CORPORATE LAW ISSUES include self-dealing and the business judgment rule. The following excerpt indicates that the board members who would benefit from repricing should recuse themselves from voting. Not possible in PPHM's situation.

Again, from: http://www.mitforumcambridge.org/spring02/resources/Hauser.pdf

"The duty of care under Delaware case law requires that the
Board act in an informed manner after an investigation of all the material information reasonably available to it. Any determination with respect to a stock option repricing should be carefully analyzed and discussed by a fully informed Board or Committee. To ensure satisfaction of the due care standard
in an option repricing, the Board should consult counsel and their accountants to summarize the key provisions of the option repricing and the expected benefits and costs to the corporation.
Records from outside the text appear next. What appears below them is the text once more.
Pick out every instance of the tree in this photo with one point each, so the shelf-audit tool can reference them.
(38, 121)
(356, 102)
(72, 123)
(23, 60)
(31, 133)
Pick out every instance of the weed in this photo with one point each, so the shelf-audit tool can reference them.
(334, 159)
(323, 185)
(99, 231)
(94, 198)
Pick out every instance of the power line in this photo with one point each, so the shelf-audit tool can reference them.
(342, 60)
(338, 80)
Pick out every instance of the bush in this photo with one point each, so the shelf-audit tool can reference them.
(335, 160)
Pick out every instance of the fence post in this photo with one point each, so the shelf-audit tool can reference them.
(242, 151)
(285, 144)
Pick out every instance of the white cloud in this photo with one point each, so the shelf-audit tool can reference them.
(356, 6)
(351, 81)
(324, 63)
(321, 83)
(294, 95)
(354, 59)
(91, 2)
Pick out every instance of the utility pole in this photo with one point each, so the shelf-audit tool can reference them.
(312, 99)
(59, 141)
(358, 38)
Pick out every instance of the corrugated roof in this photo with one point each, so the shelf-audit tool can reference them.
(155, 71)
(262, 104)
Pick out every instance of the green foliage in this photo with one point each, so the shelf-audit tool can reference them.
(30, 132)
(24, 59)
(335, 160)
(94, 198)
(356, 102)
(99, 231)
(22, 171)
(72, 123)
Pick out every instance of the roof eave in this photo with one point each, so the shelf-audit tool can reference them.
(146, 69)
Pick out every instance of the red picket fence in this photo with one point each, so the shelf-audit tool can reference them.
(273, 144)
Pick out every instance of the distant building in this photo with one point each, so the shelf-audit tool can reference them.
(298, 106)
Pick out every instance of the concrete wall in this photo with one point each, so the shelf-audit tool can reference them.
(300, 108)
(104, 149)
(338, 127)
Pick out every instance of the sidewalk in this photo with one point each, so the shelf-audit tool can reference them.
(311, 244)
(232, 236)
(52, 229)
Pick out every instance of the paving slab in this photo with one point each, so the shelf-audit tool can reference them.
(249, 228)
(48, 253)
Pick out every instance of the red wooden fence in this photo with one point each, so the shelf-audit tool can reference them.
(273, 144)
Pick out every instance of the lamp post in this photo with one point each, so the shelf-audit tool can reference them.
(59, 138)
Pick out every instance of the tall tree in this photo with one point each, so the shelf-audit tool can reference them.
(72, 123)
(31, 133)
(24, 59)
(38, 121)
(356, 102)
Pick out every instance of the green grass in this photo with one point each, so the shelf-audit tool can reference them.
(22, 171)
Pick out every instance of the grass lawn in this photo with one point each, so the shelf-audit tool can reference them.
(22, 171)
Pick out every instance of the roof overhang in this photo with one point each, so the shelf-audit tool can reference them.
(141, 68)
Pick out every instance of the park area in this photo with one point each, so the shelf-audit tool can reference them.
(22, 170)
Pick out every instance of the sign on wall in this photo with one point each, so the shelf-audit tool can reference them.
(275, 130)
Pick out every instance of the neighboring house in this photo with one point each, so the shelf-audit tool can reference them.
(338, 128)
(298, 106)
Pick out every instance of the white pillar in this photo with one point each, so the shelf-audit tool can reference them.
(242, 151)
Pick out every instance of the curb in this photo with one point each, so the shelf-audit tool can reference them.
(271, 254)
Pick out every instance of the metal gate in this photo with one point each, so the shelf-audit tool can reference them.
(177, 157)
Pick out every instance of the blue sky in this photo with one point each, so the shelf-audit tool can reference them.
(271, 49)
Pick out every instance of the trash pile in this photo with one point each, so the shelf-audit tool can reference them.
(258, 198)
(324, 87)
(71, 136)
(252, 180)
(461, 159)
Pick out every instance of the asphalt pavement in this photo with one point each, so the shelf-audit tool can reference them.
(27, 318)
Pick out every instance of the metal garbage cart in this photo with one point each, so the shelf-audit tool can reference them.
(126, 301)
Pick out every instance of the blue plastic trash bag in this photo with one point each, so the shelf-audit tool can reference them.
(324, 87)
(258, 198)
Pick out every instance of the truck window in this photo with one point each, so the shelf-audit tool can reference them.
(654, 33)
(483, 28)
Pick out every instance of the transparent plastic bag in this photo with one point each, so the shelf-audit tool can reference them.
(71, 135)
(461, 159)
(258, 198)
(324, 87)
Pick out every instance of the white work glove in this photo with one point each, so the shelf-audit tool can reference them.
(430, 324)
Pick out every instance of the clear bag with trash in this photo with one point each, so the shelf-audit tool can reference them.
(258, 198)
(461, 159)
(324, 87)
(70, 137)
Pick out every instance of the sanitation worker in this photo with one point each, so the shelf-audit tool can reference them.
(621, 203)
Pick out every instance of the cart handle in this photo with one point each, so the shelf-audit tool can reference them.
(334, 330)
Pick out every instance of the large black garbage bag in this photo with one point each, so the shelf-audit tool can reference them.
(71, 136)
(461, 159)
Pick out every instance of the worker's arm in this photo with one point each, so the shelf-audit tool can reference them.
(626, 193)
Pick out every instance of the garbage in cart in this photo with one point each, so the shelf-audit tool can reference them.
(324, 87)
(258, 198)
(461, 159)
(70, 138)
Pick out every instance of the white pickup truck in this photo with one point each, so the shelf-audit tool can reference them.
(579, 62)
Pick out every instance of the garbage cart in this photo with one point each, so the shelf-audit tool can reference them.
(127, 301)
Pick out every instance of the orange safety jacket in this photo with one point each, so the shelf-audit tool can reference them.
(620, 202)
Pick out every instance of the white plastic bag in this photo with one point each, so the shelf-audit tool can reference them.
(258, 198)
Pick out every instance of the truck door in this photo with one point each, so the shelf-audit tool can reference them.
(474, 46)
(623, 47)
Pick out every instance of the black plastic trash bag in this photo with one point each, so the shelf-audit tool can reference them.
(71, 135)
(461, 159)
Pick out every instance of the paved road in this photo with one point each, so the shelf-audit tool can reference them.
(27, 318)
As with any Board decision, this process should
be documented and explanatory documents distributed to the
Board members.

Further, the protection of the business judgment rule is unavailable if a director has engaged in self-dealing. A violation of a director’s duty of loyalty arises where the director has a material financial interest in the matter
considered by the Board. With the rising use of stock options as a form of directors' compensation, a Board’s vote to reprice options may result in a claim that an interested
board member has violated his duty of loyalty because the director has directly benefited from the stock option repricing. Many public companies utilize fixed option plans to provide for grants of options to directors on a fixed schedule.
The safest way to avoid any appearance of self-dealing in a stock option repricing is either to exclude all Board members or provide that any Board member who will benefit from such option repricing recuse him or herself from any vote with respect to the repricing. The failure of a director to satisfy either the duty of care or loyalty does not necessarily invalidate the action of the Board, although
the failure will eliminate the protection of the business
judgement rule.
Shareholder and investor relations issues will inevitably arise in the context of a stock option repricing.
Over the last several years, many institutional shareholders
have become increasingly concerned about shareholder dilution
arising from what they perceive o be excessive option
grants. Institutional shareholders often object to option repricings because they view it as rewarding poor performance and allowing employees holding underwater options to fare better than shareholders. Most state corporate laws do
not require shareholder approval for an option plan or option repricings. The obligation, if any, to obtain shareholder approval for an option plan arises from the relevant stock exchange or tax code requirements for incentive stock
options. However, many institutional shareholders are requesting specific prohibitions on option repricings as a requirement for their affirmative vote when considering
either the approval of a new option plan or authorization
for additional shares under an existing plan."